Highlights
• | Sport sponsorship can alter the perceived age of the sponsored brand. | ||||
• | Sports sponsorship can alter the brand personality of the sponsored brand. | ||||
• | Brand Personality and brand age stereotype transfer effects occur independently. | ||||
• | No effect was found between brand personality and brand age after the STT. |
Abstract
Brand managers often use sport sponsorship to position a brand in terms of human-like personality traits (e.g., exciting or sophisticated) and demographic characteristics (e.g., young or masculine). Yet, little is known why, how, and under which conditions such associations transfer from a sport property to a sponsor brand. The present study introduces spontaneous trait transference as a mechanism and explicates that its properties can account for such associative transfer effects in typical sport sponsorship contexts with unintentional exposure and limited control.
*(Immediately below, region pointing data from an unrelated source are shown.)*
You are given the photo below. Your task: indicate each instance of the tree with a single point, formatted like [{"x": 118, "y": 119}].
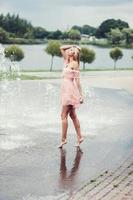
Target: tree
[
  {"x": 74, "y": 34},
  {"x": 115, "y": 36},
  {"x": 128, "y": 35},
  {"x": 3, "y": 35},
  {"x": 53, "y": 48},
  {"x": 109, "y": 24},
  {"x": 87, "y": 56},
  {"x": 40, "y": 33},
  {"x": 116, "y": 54},
  {"x": 14, "y": 53}
]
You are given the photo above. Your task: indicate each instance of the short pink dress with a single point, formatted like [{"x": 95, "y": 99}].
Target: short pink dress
[{"x": 70, "y": 94}]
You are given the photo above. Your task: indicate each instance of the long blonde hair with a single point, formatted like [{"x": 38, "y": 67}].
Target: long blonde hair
[{"x": 76, "y": 57}]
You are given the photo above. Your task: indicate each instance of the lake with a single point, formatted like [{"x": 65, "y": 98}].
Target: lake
[{"x": 37, "y": 58}]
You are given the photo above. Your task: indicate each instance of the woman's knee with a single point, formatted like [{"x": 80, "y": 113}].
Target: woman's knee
[
  {"x": 72, "y": 114},
  {"x": 63, "y": 116}
]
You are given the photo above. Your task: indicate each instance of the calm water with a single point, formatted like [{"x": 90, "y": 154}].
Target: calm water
[{"x": 36, "y": 58}]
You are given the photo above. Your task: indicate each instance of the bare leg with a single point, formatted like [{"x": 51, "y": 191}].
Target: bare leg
[
  {"x": 64, "y": 118},
  {"x": 76, "y": 123}
]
Two experiments show that, consistent with spontaneous trait transference predictions, (a) sport sponsorship transfers only the sponsored sports’ focal traits (but no general evaluative halo) to the sponsors, (b) spontaneous trait transfer occurs for both sport personality and age traits largely independent from each other, and (c) transfer effects occur for unfamiliar brands, but also (to a lesser extent) for familiar brands. Practical implications of these findings for the selection of sponsorship properties, the design of sponsorship communication, and for targeting specific consumer segments with appropriate sponsorships are discussed.